Recuerdo como si fuera ayer mi primer trabajo en el instituto de Cártama Estación. De esto ya hará 31 años que llevo en la mochila de mi memoria. Estrenamos las aulas; era el primer año que el centro comenzaba andar: todo eran para mí emociones nuevas que había esperado después de terminar la carrera: alumnos, ideales, proyectos, sueños.
Las pizarras, los pupitres, el laboratorio, la sala de profesores, el gimnasio. Un espacio impecable para iniciar una revolución pendiente pintando las ideas con tizas, trazando líneas en el encerado para iniciar un camino en todas las direcciones. Fue uno de los mejores años de mi vida, un año que viví peligrosamente.
Allí conocí a mi Compañero Dalmiro García: profesor de Lengua, comprometido con la enseñanza, trabajador incansable, y una de esas personas entrañables que se te pegan al alma para quedarse contigo.
Con Dalmiro empezó mi trayectoria sindicalistas. Era uno de los fundadores del sindicato USTEA. Hablar con él suponía tomar lecciones de compromiso, de lucha, de mejora del trabajo docente, de reivindicaciones en la educación. Yo lo oía emocionado, tomando notas de sus palabras pues temía olvidar algunas. Compartimos desayunos, cafés clandestinos por sus ideas revolucionarias de poner boca abajo al sistema, de conquistar las calles para transformar la sociedad desde la pedagogía real, necesaria, auténtica. Encontrar lazos, romper cadenas, abrir pasos necesarios para educar a alumnos libres, críticos, responsables, capaces de conquistar el mundo que les tocaría heredar.
Mi compañero Dalmiro me abrió las venas para inocular la fortaleza, la renuncia al desánimo y el espíritu de lucha constante.
Corría el mes de febrero del año 92 cuando llegó a la Dirección del Centro mi cese: había que recolocar a un contingente de profesores que, por sentencia, ganaron una oposición. En el instituto fui el único profesor afectado.
Inicié una huelga de hambre, encierro con alumnos, noches con sacos de dormir en los pasillos, manifestaciones en las calles. Supe lo que significaba la precariedad en el trabajo, el abuso de la administración respecto al profesorado interino, la insolidaridad y la solidaridad, la soledad y el “ estoy contigo”.
Allí estaba Dalmiro García, a mi lado, junto a la desesperación de haber sido desterrado y borrado de lo que fue mi casa durante unos meses. Dalmiro me siguió con aquella cámara antigua que llevaba en ristre: escribiendo, fotografiando, relatando el diario de guerra del colectivo. Leía sus crónicas, esperaba su llamada de teléfono, su aliento.
Mi huelga de hambre duró 18 días. Así me hice sindicalista y puse a mi dignidad por testigo que jamás abandonaría lo que Dalmiro me enseñó cada minuto de nuestras largas charlas en las que las horas se hacían segundos.
Ayer me llamó mi amigo y compañero Juanjo: Dalmiro había fallecido en un accidente. Lo encontraron muerto en una cuneta mientras el conductor se dio a la fuga. A su lado estaba también el cadáver de otra compañera del sindicato y una cámara de fotos esparcida en un reguero de imágenes.
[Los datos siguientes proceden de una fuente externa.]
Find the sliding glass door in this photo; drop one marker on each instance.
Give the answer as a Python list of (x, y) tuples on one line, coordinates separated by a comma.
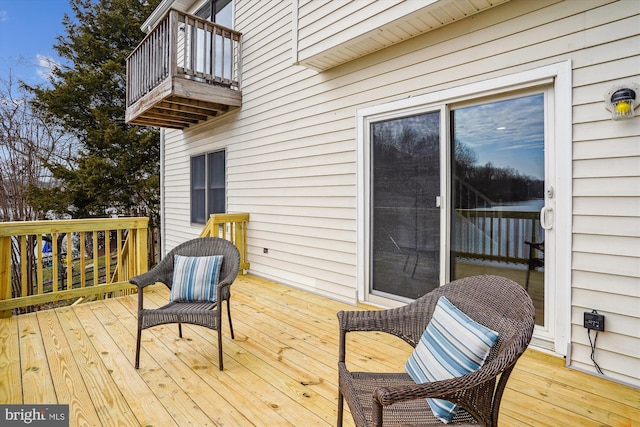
[(405, 213)]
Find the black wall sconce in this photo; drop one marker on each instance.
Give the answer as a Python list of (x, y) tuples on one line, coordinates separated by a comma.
[(621, 101)]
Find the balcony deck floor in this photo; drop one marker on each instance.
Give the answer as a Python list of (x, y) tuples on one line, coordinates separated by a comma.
[(280, 370)]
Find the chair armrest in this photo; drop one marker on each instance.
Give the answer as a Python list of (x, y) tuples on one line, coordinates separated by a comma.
[(444, 389), (145, 279)]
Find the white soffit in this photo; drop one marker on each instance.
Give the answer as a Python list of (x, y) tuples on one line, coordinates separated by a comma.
[(329, 54)]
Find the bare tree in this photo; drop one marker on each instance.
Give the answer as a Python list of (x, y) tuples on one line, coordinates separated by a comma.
[(27, 144)]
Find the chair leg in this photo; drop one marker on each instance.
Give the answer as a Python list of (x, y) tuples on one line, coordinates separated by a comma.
[(220, 348), (340, 407), (229, 315), (138, 347)]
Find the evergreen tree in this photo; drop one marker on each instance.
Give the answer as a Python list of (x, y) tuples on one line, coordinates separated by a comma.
[(117, 167)]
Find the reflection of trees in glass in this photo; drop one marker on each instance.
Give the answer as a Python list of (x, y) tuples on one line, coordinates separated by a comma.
[(483, 185)]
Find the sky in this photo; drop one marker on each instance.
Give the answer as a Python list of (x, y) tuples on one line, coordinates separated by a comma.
[(28, 30)]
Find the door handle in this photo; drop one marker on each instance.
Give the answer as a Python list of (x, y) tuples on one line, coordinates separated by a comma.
[(546, 212)]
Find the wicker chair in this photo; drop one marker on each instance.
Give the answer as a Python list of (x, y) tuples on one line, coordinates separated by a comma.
[(377, 399), (207, 314)]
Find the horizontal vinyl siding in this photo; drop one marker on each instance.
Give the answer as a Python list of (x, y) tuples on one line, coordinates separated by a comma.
[(291, 148), (606, 202)]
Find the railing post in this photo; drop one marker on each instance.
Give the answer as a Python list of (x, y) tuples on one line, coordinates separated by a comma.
[(5, 272), (173, 43)]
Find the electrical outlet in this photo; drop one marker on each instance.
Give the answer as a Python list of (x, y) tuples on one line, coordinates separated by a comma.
[(594, 321)]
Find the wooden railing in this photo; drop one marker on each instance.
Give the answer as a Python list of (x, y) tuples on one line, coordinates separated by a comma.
[(183, 45), (495, 235), (44, 262), (232, 227)]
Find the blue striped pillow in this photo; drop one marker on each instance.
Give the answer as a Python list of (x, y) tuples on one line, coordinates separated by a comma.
[(195, 278), (452, 345)]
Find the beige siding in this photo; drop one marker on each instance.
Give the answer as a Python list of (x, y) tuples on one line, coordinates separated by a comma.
[(291, 148)]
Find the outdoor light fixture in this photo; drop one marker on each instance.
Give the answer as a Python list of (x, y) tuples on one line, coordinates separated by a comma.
[(621, 101)]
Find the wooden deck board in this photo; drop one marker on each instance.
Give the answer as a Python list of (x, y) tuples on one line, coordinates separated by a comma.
[(279, 371)]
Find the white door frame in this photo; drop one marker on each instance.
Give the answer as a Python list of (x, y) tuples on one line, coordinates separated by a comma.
[(557, 336)]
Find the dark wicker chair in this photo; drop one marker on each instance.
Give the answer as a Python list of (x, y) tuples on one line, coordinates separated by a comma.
[(207, 314), (377, 399)]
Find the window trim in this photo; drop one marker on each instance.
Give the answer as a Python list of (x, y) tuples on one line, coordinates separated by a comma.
[(206, 185)]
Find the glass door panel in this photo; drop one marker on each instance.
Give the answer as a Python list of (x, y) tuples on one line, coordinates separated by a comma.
[(405, 214), (498, 192)]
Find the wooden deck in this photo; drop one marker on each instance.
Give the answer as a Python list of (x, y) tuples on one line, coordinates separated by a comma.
[(279, 371)]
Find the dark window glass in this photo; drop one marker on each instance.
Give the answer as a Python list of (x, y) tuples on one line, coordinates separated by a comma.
[(207, 186)]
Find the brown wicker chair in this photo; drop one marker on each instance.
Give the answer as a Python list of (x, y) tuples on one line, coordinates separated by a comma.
[(207, 314), (377, 399)]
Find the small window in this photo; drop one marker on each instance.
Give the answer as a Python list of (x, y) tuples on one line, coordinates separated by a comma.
[(218, 11), (207, 186)]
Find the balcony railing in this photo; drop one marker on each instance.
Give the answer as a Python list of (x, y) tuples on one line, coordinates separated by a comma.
[(44, 262), (496, 235), (186, 70)]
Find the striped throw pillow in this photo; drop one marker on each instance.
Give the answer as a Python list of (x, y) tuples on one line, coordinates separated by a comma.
[(452, 345), (195, 278)]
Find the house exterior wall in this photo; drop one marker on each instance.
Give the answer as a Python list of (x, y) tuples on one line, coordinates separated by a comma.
[(291, 149)]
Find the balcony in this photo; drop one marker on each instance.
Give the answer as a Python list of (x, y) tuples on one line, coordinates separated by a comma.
[(186, 70)]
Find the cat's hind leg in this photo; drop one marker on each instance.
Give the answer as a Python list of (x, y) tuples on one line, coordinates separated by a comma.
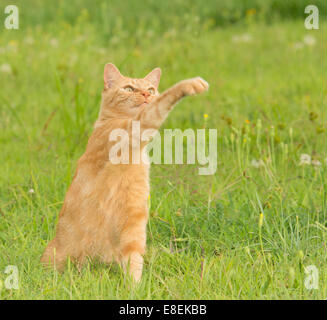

Necesitaba escribir este Cañonazo para soportar el dolor, vencer esa tristeza que te paraliza y que no deseas que se acabe.
Su testimonio gráfico recordarán a todos los besos censurados de la película Cinema Paradiso en el que el protagonista recupera las imágenes cortadas por los censores de la posguerra. Nos dejas tu conciencia, tu sencillez, tu respeto hacia otras opiniones, tu ternura en cómo decías las cosas importantes, cómo se enfrentaba a callejones sin salida. Dalmiro seguía enarbolando la bandera de la libertad. Tenía 73 años y seguro que pensaba que todo estaba por hacer. En el almendro de nata nos encontraremos y nuestras manos unidas sellarán la victoria en tiempos de desaliento.